Cursing like a sailor--and doing it well because he was one--Dante pushed straight through the procession, shoving bodies aside in his haste. He made good progress until his foot caught on the rope connecting Pride to Lust and he tripped, falling on Envy, who shoved him away with an insult. Losing his temper, he shoved back. Fists were raised, Greed and Sloth menaced, and he remembered the girl. Jeers followed him as he ran away from the fight, flying in the direction he had last seen her moving, but he was too late. She was gone.

"Damn!" Too stubborn to give up, he searched another half hour, but with so many turns and junctions to choose from, so many doorways she could have slipped into, he knew he hadn't a hope of finding her again.

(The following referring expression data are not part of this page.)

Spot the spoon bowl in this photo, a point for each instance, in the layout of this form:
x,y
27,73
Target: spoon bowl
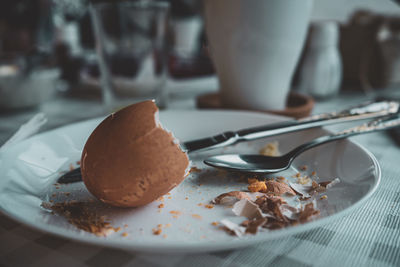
x,y
266,164
249,163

In the nearest tavern, a low, greasy place that reeked unaccountably of wet dogs, he bought a bottle of wine to ease his disappointment and a dish of spiced olives to help him forget her taste.

What if she was not a whore? She was no respectable woman, that was certain. A wife might stray, but she would not go out on the streets looking for a quick tumble, and even the easiest girl required some courting. She might be an enterprising servant, available, but not professional. Yet if that were true, she would have kept the money. In the end, he decided that all evidence pointed to her being a bored mistress, a woman who did not prize virtue and who craved adventure more than she needed money.

Finding her all alone and so very amenable, he had just assumed she was a whore. During the dance, she hung on him. Her kiss afterward was an open invitation, and he did not have to cajole her into that alley. Once there, he could no longer think clearly enough to notice any evidence contrary to his assumption, though in retrospect there was plenty.

First there was that smile of hers. Watching her from a distance, the first thing he had noticed about her was how her full lips curled up at the corners in a closed-mouth, enigmatic smile. It was not a whore's bawdy grin. It was the expression of a woman contemplating mischief. He had asked her to dance just to see that smile again.

Already he knew it was a smile that would haunt him to his dying day. On his death bed, his grandchildren would ask if he had any regrets, and he'd say, "Yes, there was this girl once, who I thought was a whore..."

Looking back, he saw how she acted the whore in some ways and not others. She'd given herself to him without so much as a blink, but hadn't negotiated a price first. She rode him like a wildcat, but waited for him to unbutton his own breeches. None of that evidence meant anything particular on its own. Then he remembered her stays.
Dante buried his face in his palms, unable to believe his own stupidity. Her stays had laced at the back and were tied off high between her shoulder blades where she could not reach by herself. This"whore" of his could afford a maid.

Sucking on an olive, he imagined her spreading her legs day in and day out for the old coot who kept her. Inspired by the spirit of Carnival, or by the full moon, she had come out that night seeking pleasure. Instead she found Dante Valaresso, who mistook her for a whore and used her like one.

He spit the olive pit onto the floor.

You should just get back on your ship and stay there until Lent begins and it's safe for idiots to walk the streets.

The girl with the siren's smile hated him now, and for good reason. It was a miracle she had not thrown his money in his face and cursed him up and down for being a pig.

Despite the olives he could still taste her. He could still smell her too. She wore no perfume, but she smelled of something. Something as familiar and comforting as rain and weathered timber. He furrowed his brow. "She smells like my ship?"

"Shorry t' hear it, mate," said his neighbor. "Mine only shmells like onions."

Dante sighed and turned away. If he had not been blind with lust, she would be with him right now. In fact, they would be back in his cabin and he would have that mask off her. Better, he would have her clothes off her and she would be spread beneath him, moaning as she had in the alley. He beat down this fantasy as fast as it formed, but not fast enough. Nonchalantly, he arranged his cloak over his lap.

Then and there he made a vow to himself. He would track her down, no matter what it cost. If she ran wild one night, she would run wild again, and if she did, he would find her and show her the meaning of pleasure.